The Daily Outrage

The CCR blog

What 9/11 showed us about ourselves

As New Yorkers, we at CCR all have our personal stories of that terrible day. As an organization, our 9/11 story is about how we sprang into action and how we have continued to respond to the political exploitation of 9/11. Because in no time at all, the government began to manipulate and stoke people’s fear and prejudice, always ready to rear its head, in order to press forward with a horrifying agenda.

Looking back, it’s almost hard to think of something we haven’t done to fight post-9/11 excesses. And we’ve done it shoulder to shoulder with our clients, our allies, and all of the communities standing up for justice. On this 15th anniversary, I took a look at some of the many cases that grew out of that response.

We were the first organization to challenge illegal indefinite detention at Guantánamo. Rasul v. Bush – the Supreme Court case that established habeas corpus rights for the detainees and allowed lawyers access to GITMO – was filed just five months after 9/11, when no other organization was willing to speak up. We organized hundreds of lawyers to represent the men held there and have represented many clients ourselves.

We filed Turkmen v. Ashcroft only two months later, in April 2002, challenging the indiscriminate round up, detention, and abuse or Muslim immigrants. That case may end up before the Supreme Court this term.

Turkmen turned out to be the first of many ways in which we fought the ever-increasing apparatus of Muslim surveillance and discrimination. We’ve challenged the NYPD’s blanket surveillance of Muslims in New Jersey, the FBI’s effort to use the No Fly List to coerce Muslims into spying and informing on their communities, the Bureau of Prison’s targeting of Muslim prisoners in its punitive Communications Management Units, and more.

We have also worked through every available avenue to hold those who designed, implemented, and provided the legal justification for the torture that followed 9/11. We’ve pursued cases in multiple countries – Spain, Canada, Switzerland, Germany, among others – seeking to prosecute torture architects under the principle of universal jurisdiction. We challenged the extraordinary rendition of Canadian Citizen Maher Arar to Syria. We’ve sued private military contractors for their role in the torture at Abu Ghraib (twice, actually).

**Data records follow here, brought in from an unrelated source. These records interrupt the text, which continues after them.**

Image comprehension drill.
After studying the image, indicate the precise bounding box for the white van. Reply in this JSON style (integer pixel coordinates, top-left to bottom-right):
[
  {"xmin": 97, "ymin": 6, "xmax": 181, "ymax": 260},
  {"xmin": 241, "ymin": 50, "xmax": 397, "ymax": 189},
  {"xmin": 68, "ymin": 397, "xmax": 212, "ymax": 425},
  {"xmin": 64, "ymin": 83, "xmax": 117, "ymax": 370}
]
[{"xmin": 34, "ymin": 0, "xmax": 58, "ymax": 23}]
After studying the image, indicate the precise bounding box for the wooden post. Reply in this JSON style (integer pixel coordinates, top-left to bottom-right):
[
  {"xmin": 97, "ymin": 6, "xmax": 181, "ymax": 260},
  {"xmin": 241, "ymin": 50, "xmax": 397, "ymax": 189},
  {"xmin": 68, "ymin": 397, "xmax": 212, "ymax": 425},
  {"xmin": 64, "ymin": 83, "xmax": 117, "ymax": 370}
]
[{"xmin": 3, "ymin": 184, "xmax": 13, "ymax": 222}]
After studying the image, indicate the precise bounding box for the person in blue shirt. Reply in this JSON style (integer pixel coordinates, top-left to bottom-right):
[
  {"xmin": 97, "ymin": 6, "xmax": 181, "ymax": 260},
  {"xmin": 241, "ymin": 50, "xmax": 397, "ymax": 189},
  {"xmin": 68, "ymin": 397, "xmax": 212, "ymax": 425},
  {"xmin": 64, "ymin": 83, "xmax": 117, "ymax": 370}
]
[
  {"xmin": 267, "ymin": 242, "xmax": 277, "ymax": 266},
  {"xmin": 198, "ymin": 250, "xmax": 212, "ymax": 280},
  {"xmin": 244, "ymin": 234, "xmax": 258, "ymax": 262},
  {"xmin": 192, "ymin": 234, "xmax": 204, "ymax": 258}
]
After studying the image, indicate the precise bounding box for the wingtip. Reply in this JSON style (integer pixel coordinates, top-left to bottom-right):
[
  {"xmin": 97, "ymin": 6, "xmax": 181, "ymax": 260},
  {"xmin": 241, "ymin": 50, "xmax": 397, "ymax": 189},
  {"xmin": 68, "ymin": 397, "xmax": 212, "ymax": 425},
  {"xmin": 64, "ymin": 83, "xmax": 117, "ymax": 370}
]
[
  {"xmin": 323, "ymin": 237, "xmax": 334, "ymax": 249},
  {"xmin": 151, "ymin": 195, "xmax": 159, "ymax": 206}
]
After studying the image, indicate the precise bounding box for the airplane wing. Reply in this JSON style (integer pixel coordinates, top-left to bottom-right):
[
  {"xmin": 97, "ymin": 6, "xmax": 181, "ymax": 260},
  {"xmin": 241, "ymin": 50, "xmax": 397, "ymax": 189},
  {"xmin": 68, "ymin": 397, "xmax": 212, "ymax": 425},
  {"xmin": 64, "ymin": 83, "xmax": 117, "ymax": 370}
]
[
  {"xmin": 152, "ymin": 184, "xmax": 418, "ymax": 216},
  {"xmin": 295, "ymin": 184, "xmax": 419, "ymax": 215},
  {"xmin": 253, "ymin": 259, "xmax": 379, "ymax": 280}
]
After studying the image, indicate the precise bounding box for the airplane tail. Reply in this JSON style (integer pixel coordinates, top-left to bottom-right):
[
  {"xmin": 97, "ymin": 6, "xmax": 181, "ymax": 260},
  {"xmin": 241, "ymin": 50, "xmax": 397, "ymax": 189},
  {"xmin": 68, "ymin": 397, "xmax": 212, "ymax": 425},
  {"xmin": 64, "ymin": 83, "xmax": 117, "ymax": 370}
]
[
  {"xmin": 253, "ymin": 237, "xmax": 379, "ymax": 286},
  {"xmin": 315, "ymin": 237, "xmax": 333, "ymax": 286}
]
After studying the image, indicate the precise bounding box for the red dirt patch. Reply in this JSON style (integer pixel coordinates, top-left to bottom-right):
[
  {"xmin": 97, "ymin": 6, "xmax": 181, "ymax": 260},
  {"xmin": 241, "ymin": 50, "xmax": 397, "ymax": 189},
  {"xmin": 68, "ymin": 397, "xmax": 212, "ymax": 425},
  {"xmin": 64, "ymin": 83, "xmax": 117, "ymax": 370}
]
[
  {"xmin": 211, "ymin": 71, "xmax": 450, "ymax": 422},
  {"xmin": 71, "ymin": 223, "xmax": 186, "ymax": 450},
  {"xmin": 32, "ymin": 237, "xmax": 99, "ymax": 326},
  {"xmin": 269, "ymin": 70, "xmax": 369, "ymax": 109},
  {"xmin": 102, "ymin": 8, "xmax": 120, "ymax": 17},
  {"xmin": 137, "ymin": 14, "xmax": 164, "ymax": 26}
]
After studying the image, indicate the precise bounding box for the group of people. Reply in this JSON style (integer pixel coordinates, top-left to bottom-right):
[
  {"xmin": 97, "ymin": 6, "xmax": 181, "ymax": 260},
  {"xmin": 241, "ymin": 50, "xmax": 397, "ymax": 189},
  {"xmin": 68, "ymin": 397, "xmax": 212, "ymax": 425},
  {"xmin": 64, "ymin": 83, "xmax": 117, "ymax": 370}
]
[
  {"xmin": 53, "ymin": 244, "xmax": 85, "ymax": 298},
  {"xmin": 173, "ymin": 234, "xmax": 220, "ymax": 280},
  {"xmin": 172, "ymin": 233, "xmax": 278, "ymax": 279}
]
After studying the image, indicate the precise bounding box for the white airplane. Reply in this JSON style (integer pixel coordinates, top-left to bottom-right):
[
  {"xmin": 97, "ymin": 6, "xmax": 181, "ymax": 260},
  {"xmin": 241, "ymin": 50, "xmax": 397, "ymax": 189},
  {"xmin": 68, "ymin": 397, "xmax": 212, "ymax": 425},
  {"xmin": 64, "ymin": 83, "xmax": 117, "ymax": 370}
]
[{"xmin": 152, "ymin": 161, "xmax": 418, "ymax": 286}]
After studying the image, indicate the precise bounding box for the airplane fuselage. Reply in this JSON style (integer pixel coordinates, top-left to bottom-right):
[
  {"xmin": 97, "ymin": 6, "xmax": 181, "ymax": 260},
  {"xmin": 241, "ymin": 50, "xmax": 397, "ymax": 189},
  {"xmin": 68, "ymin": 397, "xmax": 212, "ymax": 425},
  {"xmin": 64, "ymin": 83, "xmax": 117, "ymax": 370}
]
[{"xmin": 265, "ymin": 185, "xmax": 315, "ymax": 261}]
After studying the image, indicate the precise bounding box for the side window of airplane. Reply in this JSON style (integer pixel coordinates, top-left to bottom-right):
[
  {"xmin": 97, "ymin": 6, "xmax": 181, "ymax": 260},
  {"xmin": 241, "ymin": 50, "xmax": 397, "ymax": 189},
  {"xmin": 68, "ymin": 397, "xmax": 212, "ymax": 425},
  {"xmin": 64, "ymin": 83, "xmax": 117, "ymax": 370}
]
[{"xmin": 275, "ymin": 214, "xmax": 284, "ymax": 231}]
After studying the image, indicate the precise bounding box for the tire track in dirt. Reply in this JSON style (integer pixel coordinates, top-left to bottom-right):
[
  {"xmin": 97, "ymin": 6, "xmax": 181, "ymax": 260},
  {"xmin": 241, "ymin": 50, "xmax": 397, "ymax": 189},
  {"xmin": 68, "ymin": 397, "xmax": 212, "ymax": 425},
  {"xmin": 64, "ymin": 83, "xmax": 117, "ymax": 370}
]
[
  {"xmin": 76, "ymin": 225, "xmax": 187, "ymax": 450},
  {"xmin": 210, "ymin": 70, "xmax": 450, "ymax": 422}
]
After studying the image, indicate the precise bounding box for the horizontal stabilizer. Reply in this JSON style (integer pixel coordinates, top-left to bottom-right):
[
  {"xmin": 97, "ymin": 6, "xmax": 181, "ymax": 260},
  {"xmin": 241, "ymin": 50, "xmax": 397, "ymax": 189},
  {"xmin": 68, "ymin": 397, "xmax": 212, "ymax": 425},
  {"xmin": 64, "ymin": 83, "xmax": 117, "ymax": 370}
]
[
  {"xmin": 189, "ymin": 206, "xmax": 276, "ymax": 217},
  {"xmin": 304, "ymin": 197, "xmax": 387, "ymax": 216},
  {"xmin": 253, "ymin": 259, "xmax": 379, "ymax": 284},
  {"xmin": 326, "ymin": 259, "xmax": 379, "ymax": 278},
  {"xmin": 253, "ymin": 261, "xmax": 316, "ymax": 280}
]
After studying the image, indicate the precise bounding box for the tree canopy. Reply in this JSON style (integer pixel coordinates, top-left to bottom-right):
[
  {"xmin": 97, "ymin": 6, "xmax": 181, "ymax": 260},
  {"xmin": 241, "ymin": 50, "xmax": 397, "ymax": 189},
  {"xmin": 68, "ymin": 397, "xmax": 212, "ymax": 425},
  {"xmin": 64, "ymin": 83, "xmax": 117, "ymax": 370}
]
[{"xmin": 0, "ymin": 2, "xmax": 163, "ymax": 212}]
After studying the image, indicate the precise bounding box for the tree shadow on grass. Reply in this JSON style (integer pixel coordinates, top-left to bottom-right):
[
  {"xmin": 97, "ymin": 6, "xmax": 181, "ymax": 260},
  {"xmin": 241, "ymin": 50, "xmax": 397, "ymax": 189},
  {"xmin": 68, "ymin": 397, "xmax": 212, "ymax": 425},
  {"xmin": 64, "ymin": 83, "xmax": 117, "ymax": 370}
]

We also sued Blackwater for war crimes in Iraq, represented protesters here in New York opposed to the war, and have been working with Iraqi civil society groups and Iraq Veterans Against the War to hold the U.S. accountable for the human costs of war.

The list of repressive and discriminatory fallout unleashed by 9/11 is longer still. It also includes NSA surveillance, including surveillance of lawyers, political prosecutions of “material support,” and more.

The catalog of injustice born of 9/11 would fill a library: the Senate Torture Report alone is over 5,000 pages. We must remember, though, that politicians were able to use 9/11 to re-orient the politics of this era in part because what seems so “exceptional” about those politics – prejudice, violence, repressive state policy – is in truth written into the DNA of America from 1492 to the present. It's easy for politicians to bring out the worst in so many people because it is – at best – simmering just beneath the surface.

It’s why, looking to the next 15 years, the next 50 years, we need to be ready to fight the abuses that will inevitably continue to be part of our history.